When the mother neglects her main role and takes it lightly, this will certainly lead to evil consequences. When she is old, for instance, she will end up in a nursing home. Just as she failed to bring up her children, they would reward her in the same way and entrust her to the state to take care of her. The residents of a nursing home are the best examples of undutifulness towards parents. Whoever wants to be sure of this can visit one of these nursing homes. Undutifulness is usually manifested even before the advent of the mother’s old age in disobeying and disrespecting her as well as neglecting her words, because she did not teach them when they were young to listen to her instructions, and to respect and obey her. Moreover, those children would neither serve nor be of benefit to their country or the community where they live because they were not taught how to respect and defend their religion or how to protect their country and property.
 
The son who is undutiful towards his parents could easily betray his country and destroy his community. Added to this, the children deviate from the religion and from the right path by committing apparent and hidden sins such as taking intoxicants and drug addiction, committing crimes and adultery, which are all the natural results of neglecting the children’s upbringing. Should we not realize what is happening around us? Should not the mother realize her true role?
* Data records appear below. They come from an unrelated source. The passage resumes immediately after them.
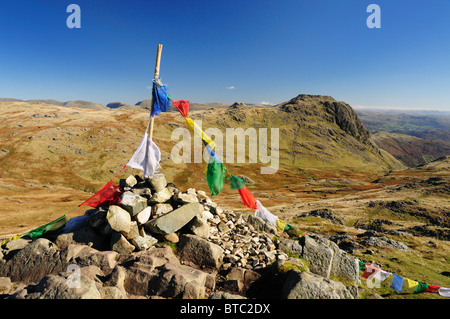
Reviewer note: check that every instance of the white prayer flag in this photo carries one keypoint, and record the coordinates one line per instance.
(382, 275)
(444, 292)
(146, 157)
(264, 214)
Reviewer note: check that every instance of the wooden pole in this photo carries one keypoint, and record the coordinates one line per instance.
(155, 76)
Should she not know that bringing up her children sincerely would benefit her first and foremost and then benefit her country, and that this is an incomparable sacrifice?
 
If we wish to see a righteous and beneficial generation that serves its Ummah, unites its entity and forces others to respect it, the mother of today who has neglected her main role must come back to her senses and to her true obligations. She has to dedicate what she learnt in her studies to serve and bring up her children. This will be reflected on her children’s production and the way they serve their country and their Ummah as a whole. We certainly need mothers to do this in order to rise and wake up from this deep slumber so as to realize the cultural and economic progress that we have missed, and bring the Ummah back to its previously glorious status.